Esto se suma a la preocupación de que esta nueva tributaria impone una tarifa de renta con sobretasa que llega al 35% (la actual es del 31%) a todas las compañías, sin distinción de ingresos, tamaño y/o dificultades, cuando en los países de la Ocde es de 22%. Esta tarifa resulta muy gravosa para la mayoría de los empresarios colombianos que apenas están sacando la cabeza después de la crisis. Sin duda, se trata de una medida antitécnica de cara a la recuperación económica, pues las más de dos millones de Mipyme que existen en el país representan 67% del empleo nacional, por lo que aumentar sus costos con impuestos impediría una mayor creación de puestos de trabajo, y a la vez desincentivaría la formalización empresarial.
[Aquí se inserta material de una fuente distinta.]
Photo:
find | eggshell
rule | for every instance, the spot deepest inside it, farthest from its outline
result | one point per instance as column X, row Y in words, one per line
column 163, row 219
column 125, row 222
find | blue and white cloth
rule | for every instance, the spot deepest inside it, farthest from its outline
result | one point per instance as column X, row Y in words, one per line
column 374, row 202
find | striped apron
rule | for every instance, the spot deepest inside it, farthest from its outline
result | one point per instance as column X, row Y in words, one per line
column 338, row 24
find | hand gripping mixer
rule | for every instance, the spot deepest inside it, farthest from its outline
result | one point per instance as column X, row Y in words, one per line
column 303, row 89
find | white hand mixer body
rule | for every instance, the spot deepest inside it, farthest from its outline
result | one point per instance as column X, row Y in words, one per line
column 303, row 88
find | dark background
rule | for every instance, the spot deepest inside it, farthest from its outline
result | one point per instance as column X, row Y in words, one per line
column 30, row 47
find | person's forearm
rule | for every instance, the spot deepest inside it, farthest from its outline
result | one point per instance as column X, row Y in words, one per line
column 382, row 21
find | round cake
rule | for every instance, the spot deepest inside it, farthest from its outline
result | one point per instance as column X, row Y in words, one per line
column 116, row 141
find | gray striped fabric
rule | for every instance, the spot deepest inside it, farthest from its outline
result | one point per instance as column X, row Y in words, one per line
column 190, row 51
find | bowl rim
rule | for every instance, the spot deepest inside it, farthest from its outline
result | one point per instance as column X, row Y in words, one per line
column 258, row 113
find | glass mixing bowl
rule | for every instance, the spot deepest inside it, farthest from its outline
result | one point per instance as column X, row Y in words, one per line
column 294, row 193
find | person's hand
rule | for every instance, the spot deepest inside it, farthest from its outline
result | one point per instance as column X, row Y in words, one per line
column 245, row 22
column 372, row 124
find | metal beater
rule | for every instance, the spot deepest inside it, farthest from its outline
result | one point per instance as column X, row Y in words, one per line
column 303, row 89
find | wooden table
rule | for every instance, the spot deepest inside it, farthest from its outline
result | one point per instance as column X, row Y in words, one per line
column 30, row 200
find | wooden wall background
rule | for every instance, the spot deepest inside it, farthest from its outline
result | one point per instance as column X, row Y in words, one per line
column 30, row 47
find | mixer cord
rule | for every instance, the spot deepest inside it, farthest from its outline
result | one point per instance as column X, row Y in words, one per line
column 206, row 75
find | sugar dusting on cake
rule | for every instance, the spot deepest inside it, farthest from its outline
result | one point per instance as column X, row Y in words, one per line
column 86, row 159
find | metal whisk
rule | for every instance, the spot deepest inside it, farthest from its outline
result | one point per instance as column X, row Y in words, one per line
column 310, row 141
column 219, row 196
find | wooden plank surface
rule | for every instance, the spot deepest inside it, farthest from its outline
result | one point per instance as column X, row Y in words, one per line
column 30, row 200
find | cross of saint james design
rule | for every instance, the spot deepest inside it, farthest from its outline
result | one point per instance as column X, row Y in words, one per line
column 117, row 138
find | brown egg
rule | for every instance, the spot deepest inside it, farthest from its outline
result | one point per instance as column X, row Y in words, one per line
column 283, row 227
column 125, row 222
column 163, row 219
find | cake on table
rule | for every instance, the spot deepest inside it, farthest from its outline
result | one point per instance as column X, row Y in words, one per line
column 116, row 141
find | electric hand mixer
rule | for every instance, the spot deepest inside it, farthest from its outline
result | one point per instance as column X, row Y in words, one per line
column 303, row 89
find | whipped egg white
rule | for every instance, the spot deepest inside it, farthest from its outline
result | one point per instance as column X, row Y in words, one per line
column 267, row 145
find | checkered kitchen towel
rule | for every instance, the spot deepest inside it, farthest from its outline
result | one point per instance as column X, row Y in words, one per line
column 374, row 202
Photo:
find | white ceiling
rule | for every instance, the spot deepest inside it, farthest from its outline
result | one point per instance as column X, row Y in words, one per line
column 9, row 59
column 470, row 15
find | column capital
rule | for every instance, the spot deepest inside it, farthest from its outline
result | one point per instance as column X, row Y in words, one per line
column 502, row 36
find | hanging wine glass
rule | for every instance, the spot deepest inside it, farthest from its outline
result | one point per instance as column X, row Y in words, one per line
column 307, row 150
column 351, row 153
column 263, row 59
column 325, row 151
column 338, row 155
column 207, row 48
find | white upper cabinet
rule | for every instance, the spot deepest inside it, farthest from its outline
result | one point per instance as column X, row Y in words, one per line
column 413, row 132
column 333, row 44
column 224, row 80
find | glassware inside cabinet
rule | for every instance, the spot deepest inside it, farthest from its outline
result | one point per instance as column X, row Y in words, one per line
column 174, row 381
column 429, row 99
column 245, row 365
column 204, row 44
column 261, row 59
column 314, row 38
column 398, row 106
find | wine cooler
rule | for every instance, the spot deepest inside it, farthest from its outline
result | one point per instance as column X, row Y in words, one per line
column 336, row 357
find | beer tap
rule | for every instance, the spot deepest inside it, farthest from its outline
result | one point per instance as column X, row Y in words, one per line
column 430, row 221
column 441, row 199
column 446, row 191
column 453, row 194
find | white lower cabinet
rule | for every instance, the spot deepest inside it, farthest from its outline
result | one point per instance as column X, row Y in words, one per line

Finalmente, el sistema tributario propuesto no corrige las inequidades, pues existen beneficios que siguen permitiendo unas tasas efectivas muy bajas a las personas naturales más ricas de la sociedad. Vale recordar que en el promedio de los países de la Ocde son las personas naturales las que financian 70% del impuesto, mientras que en Colombia son las empresas las que asumen 75,8%.
Nos quedaron debiendo una reforma estructural que, de una vez por todas, corrija el déficit, elimine beneficios, le cobre a los más ricos y no ponga a las empresas a ser las “paganini” del hueco en las finanzas públicas.